Geeez!! I'm trading mine in!!! :madno: Leo glanced over my shoulder as I was reading it and gave a big "YEAAAAH!" and a chuckle as he walked away... Grrrr - is there a reason #11 that says you're a great girlfriend if you refrain from beating the ever-loving crap out of him? LOL :w00t:


----------



## Becka (Apr 5, 2006)

LMAO Janelle :clap :clap :clap


----------



## Anyah_Green (Apr 5, 2006)

Really sweet! You know I was checking off the invisable check list in my head as I read this! lol! So Hubby and I are the Envy of ...whatever that sentance ended with! lol! :wacko: :w00t:

cool Post! Thanks!


----------



## melpaganlibran (Apr 8, 2006)

hm, I am not independant as in finaces or emotions. I am not nag-free and I can be disrespectful as hell.....but sometimes I keep my cool, other times I give what I get!

I get along with all of hubby's pals, whether I approve of what they do or not. I get along with, err, most of his family. 90 percent of his immediate family. At least.

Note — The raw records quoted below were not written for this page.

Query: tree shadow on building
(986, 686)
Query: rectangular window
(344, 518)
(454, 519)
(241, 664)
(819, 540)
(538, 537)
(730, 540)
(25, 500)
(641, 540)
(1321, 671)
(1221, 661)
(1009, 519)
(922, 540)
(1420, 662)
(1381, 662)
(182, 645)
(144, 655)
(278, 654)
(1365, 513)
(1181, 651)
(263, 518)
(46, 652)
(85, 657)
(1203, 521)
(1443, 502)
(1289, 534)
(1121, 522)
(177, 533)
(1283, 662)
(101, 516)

hm, a list? for guys? Here's my attempt at one....

10) acceptance....don't expect a gal to be someone she is not. If she dislikes lots of sex and you like to make love twice a day, do yourself a favor and ditch her-she'll be like a shoe that looks awesome to you but won't fit. This rule applies to everything-if you like a women who dresses modestly, don't date a stripper. This should be a no-brainer but the heart has its own logic; Unexplainable!

9) gratitude...men have a sense of entitlement that baffles me. It won't harm anyone if a guy can say "thank you" or even something like "wow, I needed that." Or even, "that was thoughtful/romantic/kind of you." etc.

8)know her nose! Women have a "nose" that is 3 times stronger than a male's, especially when she is on her monthly cycle. (Don't quote me on that, I am not a statistician or a Doctor!) Some of us hate cologne, some of us are intoxicated by it. Be reasonably clean, don't let yer dirty socks pile up or anything. Ick. I for one find cologne a wild turn-on, some of my galpals detest it.

7) Have something in common with us, PLEASE. Like most men tire of bimbo types, women can be turned off by a guy who is essentially clueless as to what she likes or enjoys talking about. My mom has lamented her twenties for years, she dated dumb jock strong-n-silent types, and yet she is a huge social butterfly; a big communicator.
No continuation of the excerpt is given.